Kelapa sawit merupakan tanaman pernghasil minyak nabati terbesar, perhektar pertahun mampu menghasilkan minyak sebesar 8 ton. Jika dibandingkan tanaman penghasil minyak lainnya, tidak ada yang mampu menghasilkan minyak sebesar tanaman kelapa sawit. Tanaman kelapa sawit walaupun di caci juga dimaki dan sumpah serapah lainnya, sebagai biang kerok kerusakan lingkungan, tetapi tak bisa dipungkiri, merupakan penggerak ekonomi di pelosok negeri.
Dewasa ini, banyak petani sawit mandiri, dan sekaligus telah meningkatkan taraf perekonomian petani. Tapi pola pikir petani masih perlu di benahi untuk menerapkan perkebunan sawit yang berkelanjutan.
Seperti teihat pada gambar di atas, sebagian besar petani sawit beranggapan bahwa kebun yang sangat bersih akan menghasilkan buah lebih banyak. Kenyataannya adalah sebaliknya, kenapa demikian? Lahan/kebun sawit yang terlalu bersih, akan meningkatkan laju aliran permukaan tanah pada saat hujan, akibatnya erosi akan mengikis tanah subur. Disamping itu, lahan yang terlampau bersih, akan meningkatkan evaporasi tanah, sehingga tanah cepat gersang, padahal sejatinya tanan sawit sangat menyukai tanag yang agak lembab, tapi tidak tergenang. Terlebih akan meningkatkan biaya pembersihan kebun, dan akibatnya, nilai tambah bagi petani akan tergerus.
Kelihatan, kebun yang terlalu bersih, tanpa ada gulma, sangat elok dipandang mata, ibarat sebuah taman, padahal nilai ekonomi terlebih ekologinya akan rendah, bandingkan dengan gambar di bawah, kelihatannya kurang elok dipandang, tapi lebih bernilai secara ekonomi dan ekologi.

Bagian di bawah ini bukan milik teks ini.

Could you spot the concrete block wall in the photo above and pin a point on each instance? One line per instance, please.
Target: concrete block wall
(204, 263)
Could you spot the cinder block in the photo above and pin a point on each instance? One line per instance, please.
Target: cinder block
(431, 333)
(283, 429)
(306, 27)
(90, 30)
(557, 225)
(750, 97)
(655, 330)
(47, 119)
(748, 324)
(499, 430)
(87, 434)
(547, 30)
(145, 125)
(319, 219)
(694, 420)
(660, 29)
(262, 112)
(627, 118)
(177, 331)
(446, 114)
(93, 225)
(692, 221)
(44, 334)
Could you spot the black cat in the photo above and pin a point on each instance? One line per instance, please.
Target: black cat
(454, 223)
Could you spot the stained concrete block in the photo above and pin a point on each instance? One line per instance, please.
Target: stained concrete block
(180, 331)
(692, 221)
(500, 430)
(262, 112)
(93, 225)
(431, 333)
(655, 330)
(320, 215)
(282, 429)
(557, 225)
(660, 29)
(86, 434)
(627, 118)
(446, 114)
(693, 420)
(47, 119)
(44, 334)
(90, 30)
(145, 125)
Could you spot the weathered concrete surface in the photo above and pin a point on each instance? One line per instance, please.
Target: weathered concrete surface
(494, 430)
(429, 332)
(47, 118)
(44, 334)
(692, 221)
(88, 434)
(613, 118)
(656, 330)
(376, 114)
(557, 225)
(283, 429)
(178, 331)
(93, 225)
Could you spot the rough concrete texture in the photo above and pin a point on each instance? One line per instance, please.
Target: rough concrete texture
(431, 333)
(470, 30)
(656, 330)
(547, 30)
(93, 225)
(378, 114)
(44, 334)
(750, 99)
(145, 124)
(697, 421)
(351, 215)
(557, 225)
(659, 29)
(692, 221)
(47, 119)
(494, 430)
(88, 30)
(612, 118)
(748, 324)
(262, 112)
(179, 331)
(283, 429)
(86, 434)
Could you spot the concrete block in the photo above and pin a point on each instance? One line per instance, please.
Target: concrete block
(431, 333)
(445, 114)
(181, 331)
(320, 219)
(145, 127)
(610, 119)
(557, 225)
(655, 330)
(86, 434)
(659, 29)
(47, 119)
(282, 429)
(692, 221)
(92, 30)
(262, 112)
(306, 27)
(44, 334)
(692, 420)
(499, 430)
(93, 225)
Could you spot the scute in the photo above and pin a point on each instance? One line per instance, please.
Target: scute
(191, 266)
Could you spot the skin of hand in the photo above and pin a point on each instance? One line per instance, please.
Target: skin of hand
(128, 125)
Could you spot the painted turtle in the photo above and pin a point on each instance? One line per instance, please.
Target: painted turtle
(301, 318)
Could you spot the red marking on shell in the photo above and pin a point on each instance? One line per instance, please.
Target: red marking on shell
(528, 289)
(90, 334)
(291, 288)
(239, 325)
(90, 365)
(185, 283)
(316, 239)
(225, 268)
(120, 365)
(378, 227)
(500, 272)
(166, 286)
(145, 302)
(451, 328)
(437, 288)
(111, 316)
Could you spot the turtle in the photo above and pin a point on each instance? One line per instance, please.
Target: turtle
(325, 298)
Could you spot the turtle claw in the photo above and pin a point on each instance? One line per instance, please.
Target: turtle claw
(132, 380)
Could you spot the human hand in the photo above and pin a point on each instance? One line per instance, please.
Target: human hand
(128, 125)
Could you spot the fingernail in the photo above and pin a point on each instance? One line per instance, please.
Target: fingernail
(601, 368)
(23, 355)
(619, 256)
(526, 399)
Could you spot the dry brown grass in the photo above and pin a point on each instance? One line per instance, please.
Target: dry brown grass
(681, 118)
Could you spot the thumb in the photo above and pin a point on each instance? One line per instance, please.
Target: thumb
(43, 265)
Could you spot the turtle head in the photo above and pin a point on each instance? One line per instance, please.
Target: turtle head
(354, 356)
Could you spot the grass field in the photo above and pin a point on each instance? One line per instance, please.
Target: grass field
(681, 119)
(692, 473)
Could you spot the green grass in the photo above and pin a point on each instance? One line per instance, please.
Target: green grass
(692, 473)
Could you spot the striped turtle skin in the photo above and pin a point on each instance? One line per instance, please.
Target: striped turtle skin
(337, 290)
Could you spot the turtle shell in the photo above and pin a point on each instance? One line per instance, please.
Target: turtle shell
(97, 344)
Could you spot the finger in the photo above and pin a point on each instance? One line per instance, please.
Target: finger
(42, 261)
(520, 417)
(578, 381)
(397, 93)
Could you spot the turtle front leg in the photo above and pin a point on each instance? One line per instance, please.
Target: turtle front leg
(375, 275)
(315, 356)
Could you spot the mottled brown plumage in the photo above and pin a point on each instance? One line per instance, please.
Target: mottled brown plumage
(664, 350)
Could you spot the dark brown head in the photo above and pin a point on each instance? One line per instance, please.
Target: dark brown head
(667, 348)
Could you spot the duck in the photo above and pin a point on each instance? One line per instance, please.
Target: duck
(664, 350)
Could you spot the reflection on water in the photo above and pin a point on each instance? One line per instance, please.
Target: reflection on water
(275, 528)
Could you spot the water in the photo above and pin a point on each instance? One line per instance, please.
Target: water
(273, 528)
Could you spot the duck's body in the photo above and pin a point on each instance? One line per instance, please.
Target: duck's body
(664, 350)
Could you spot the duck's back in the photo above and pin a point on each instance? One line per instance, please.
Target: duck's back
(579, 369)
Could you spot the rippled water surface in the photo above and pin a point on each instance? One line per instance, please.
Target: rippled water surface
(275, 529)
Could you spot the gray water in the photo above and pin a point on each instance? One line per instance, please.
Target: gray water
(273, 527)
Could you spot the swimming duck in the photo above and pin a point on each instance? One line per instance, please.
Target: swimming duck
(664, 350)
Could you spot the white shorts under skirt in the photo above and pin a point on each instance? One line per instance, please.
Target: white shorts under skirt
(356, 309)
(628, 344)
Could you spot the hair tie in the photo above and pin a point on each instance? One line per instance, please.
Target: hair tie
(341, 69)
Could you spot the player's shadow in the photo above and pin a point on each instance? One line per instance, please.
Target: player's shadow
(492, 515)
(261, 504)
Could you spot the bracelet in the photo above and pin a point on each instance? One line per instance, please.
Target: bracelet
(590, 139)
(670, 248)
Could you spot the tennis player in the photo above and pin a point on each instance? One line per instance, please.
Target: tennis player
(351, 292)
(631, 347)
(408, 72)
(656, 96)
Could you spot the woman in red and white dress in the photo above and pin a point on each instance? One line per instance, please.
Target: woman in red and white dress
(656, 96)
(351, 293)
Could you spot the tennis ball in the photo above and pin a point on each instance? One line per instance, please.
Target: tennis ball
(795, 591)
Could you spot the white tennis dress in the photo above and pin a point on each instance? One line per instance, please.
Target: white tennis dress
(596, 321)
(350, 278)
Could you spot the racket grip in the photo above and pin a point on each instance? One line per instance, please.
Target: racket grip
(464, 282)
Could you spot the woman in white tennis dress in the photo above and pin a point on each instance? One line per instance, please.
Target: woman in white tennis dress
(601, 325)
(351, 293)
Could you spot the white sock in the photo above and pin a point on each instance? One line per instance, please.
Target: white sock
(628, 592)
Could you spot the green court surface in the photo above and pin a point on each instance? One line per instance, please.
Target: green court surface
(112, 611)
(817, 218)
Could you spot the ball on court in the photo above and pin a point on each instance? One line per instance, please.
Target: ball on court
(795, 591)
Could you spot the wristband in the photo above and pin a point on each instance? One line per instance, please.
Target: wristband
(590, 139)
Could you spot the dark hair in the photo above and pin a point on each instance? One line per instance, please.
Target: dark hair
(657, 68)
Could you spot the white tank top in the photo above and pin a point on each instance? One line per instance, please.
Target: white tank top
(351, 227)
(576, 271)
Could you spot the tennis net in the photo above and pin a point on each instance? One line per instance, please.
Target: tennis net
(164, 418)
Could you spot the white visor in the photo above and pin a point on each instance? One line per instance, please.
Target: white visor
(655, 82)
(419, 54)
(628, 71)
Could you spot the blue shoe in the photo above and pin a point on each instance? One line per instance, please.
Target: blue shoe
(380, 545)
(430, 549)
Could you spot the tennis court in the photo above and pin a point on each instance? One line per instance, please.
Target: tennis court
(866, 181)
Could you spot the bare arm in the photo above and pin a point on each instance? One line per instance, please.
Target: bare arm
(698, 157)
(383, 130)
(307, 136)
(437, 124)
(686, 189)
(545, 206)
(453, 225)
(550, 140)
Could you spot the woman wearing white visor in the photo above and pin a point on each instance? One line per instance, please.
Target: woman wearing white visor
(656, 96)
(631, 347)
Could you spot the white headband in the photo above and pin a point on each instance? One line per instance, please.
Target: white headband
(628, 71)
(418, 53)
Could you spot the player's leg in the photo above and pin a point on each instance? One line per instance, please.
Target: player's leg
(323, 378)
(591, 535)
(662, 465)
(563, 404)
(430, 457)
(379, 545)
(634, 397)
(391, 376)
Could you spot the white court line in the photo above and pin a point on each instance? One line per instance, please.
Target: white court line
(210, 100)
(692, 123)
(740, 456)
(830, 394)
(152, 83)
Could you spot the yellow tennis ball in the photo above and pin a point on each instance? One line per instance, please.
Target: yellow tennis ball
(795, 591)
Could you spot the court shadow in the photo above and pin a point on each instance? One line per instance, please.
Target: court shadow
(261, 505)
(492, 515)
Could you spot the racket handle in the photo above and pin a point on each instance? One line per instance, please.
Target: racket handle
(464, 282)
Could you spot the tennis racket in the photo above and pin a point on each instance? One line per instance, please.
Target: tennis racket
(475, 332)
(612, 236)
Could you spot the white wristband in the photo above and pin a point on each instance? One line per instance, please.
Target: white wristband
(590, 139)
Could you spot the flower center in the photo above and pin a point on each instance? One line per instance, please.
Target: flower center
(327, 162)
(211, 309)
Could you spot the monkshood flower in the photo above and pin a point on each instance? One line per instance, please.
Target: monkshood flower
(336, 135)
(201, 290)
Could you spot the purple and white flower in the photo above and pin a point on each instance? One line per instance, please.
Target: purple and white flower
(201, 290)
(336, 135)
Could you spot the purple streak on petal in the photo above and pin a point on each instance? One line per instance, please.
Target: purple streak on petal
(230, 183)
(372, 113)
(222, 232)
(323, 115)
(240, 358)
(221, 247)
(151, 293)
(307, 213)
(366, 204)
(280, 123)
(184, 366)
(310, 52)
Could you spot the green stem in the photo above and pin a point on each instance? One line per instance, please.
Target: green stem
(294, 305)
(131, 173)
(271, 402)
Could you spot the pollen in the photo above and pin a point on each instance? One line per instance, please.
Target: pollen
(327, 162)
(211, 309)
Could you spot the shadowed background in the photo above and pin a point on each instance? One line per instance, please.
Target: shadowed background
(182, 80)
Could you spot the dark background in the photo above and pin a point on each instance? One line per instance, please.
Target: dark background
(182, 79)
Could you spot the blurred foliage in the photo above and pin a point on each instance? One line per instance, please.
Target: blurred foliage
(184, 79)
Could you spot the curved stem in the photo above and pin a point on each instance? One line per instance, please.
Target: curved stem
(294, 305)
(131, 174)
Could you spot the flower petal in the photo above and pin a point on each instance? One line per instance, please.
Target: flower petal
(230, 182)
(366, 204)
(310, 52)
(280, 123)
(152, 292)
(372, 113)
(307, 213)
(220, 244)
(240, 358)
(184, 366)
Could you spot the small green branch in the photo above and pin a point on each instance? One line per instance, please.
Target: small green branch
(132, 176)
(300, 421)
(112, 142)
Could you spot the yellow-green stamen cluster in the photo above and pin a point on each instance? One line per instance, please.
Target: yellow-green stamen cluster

Jika gulma dibiarkan tumbuh sembarangan juga tidak baik, harus di kendalikan sesuai kebutuhan. Jalur panen dan piringan di seputar pokok haruslah selalu bebas gulma, sebab buah akan jatuh di piringan, dan pengangkutan dari dalam ke jalan harus juga betsih, untuk memberi kemudahan.
Jika konsep pemeliharaan kebun sawit dipahami petani, maka petani akan menjadi maju dan berkontribusi juga terhadap kelestarian lingkungan.